Opposition to Bill C-51, which has been referred to by political opponents of Harper as the “secret police bill”, is growing every day all across Canada. Dozens of protests in opposition to the secret police bill were held last weekend in numerous Canadian cities, including Vancouver, Montreal, Toronto, and Edmonton. That’s because the secret police bill would, if enacted, violate the civil liberties of Canadians, especially those who don’t believe in Stephen Harper’s destructive political agenda.

Harper and the Conservatives aren’t the only supporters of the Canadian secret police bill. Justin Trudeau, who leads the Liberal Party of Canada, would support the secret police bill if provisions requiring oversight of spying and infiltrating operations are added to the legislation. This has led to significant left-wing opposition to Trudeau and the Liberals at a time when they’re in a position to possibly win a plurality of seats in the Canadian House of Commons in the parliamentary elections scheduled for later this year:

The poll results also revealed that while Liberal Leader Justin Trudeau supports C-51 with “added parliamentary oversight,” a majority of Liberal voters nationally (66 per cent) disapprove of the bill.

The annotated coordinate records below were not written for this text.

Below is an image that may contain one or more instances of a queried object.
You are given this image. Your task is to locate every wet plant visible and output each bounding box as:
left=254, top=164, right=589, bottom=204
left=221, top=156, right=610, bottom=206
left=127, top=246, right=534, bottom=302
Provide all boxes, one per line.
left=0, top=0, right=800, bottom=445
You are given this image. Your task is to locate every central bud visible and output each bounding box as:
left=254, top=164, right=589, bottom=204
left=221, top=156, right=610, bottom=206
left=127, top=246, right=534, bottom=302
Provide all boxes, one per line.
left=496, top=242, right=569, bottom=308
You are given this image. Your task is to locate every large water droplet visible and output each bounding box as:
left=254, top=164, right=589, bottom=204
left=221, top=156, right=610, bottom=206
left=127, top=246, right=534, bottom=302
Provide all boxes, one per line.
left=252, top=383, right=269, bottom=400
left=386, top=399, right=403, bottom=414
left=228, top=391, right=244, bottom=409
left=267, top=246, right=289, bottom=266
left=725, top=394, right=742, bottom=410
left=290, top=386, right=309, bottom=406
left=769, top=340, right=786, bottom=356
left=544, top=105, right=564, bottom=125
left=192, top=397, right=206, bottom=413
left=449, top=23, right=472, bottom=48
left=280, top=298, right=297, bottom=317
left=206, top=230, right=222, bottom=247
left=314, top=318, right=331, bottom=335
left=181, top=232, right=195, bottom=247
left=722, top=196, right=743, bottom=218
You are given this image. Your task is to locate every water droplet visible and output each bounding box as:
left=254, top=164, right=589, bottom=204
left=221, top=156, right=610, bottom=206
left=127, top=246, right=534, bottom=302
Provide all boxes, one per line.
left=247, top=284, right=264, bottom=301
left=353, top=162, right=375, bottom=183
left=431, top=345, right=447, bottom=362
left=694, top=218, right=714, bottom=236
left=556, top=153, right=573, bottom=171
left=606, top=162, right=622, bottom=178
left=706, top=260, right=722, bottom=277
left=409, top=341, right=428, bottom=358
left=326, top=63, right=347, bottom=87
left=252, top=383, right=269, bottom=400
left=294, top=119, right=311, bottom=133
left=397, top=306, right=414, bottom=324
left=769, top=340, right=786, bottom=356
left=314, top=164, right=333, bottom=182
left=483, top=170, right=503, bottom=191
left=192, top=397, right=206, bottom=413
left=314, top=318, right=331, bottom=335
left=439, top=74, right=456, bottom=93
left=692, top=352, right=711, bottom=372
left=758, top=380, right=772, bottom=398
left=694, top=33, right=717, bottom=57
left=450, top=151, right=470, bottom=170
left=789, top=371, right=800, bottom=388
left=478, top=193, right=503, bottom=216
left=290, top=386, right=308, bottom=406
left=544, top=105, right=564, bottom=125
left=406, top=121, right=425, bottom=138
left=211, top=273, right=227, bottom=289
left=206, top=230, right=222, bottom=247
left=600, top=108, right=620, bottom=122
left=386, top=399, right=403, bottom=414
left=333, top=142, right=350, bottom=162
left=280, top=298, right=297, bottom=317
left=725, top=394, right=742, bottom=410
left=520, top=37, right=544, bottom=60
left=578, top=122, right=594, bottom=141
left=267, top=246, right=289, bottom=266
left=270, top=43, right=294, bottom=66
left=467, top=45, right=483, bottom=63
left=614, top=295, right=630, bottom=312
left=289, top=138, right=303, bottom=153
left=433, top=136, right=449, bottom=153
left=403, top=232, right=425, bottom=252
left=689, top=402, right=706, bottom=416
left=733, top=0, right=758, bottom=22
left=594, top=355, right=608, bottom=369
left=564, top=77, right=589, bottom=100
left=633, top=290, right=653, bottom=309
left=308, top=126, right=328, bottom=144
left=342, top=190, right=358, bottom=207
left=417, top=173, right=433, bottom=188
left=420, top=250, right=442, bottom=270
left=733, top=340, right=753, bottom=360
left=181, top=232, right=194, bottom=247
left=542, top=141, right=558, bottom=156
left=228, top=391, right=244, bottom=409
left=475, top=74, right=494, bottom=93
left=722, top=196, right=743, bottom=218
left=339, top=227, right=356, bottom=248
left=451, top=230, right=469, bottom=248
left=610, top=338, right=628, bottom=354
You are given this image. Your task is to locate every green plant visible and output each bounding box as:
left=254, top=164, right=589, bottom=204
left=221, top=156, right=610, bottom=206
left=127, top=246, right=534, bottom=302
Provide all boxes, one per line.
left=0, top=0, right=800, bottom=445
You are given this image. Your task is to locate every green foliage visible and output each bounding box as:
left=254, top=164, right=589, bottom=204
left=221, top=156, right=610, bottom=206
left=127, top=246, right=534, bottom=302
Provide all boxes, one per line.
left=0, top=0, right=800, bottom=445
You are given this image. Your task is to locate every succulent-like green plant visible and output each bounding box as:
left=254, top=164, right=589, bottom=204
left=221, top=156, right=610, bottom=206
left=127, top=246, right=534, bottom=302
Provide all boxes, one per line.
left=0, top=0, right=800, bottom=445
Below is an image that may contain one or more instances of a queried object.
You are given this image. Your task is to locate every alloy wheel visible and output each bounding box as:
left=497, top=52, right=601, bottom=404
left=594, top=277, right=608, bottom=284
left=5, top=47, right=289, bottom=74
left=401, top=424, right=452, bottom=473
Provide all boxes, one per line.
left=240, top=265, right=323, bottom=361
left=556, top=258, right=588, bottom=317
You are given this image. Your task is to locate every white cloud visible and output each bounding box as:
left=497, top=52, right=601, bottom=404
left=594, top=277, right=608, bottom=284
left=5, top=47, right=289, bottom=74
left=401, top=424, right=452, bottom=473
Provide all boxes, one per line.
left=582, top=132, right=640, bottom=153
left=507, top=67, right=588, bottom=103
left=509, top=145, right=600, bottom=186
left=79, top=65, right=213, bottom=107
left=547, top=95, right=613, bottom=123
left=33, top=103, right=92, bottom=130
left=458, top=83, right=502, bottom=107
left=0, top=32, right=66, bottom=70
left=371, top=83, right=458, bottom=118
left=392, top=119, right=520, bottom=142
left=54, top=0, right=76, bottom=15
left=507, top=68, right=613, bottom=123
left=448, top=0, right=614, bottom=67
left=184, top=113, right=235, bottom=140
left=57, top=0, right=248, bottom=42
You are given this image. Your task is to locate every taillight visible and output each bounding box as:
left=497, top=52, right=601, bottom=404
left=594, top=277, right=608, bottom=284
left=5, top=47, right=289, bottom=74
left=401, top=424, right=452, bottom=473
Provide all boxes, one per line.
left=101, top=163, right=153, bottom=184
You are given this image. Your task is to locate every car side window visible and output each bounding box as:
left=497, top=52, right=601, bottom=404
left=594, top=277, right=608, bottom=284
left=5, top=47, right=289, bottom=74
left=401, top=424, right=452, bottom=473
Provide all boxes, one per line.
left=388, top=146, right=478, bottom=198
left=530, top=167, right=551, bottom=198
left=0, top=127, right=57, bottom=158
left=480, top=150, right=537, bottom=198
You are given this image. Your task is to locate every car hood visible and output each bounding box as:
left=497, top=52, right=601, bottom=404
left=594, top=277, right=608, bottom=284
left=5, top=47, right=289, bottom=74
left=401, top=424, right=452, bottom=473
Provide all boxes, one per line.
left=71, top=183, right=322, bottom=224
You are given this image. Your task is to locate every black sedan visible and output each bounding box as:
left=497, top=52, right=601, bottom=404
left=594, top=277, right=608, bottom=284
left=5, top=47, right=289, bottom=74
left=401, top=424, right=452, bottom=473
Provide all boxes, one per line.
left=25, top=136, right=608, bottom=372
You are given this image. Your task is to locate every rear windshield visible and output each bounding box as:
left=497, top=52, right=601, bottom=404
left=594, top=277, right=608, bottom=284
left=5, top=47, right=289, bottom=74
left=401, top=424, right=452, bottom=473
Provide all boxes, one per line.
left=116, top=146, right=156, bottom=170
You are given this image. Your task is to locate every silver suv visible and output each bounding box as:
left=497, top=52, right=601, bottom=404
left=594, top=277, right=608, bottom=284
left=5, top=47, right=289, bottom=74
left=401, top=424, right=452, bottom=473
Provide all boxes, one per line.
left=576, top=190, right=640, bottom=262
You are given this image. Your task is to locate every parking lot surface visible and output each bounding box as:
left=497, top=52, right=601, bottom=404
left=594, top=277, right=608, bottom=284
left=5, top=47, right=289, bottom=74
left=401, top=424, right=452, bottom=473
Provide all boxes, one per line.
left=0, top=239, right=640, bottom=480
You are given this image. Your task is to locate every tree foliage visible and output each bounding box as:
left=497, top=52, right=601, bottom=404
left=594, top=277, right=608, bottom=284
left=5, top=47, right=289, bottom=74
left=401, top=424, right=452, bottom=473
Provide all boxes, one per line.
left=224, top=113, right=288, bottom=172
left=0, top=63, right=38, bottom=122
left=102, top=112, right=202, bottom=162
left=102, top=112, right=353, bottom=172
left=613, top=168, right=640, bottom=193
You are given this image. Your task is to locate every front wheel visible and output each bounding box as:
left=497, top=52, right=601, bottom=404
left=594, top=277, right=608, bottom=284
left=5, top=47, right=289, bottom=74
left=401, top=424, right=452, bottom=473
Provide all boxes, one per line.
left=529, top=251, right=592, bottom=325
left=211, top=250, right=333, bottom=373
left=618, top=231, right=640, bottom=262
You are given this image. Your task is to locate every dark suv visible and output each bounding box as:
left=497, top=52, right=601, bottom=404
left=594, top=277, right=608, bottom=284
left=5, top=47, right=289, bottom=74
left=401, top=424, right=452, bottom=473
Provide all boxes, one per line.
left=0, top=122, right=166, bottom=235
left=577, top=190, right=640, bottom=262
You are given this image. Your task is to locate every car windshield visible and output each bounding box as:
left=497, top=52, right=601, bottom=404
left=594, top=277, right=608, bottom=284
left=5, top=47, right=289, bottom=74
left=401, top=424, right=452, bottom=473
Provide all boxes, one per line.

“This poll should also prompt Justin Trudeau to reconsider his stance,” said OpenMedia spokesperson David Christopher. OpenMedia is one of the organizations invited to speak before a committee hearing in Ottawa about C-51.

“With over two-thirds of his party’s supporters opposing this legislation, isn’t it time Justin Trudeau showed he can listen to Canadians, instead of backing government attempts to ram this extreme legislation through Parliament at breakneck pace?”

Stephen Harper and Justin Trudeau believe that Canadians who care about protecting the environment are a bunch of terrorists. That’s simply not true, and the fact that Harper, Trudeau, and their ilk to support spying on and infiltrating Canadians who oppose Harper’s anti-environment agenda is absolutely disgusting.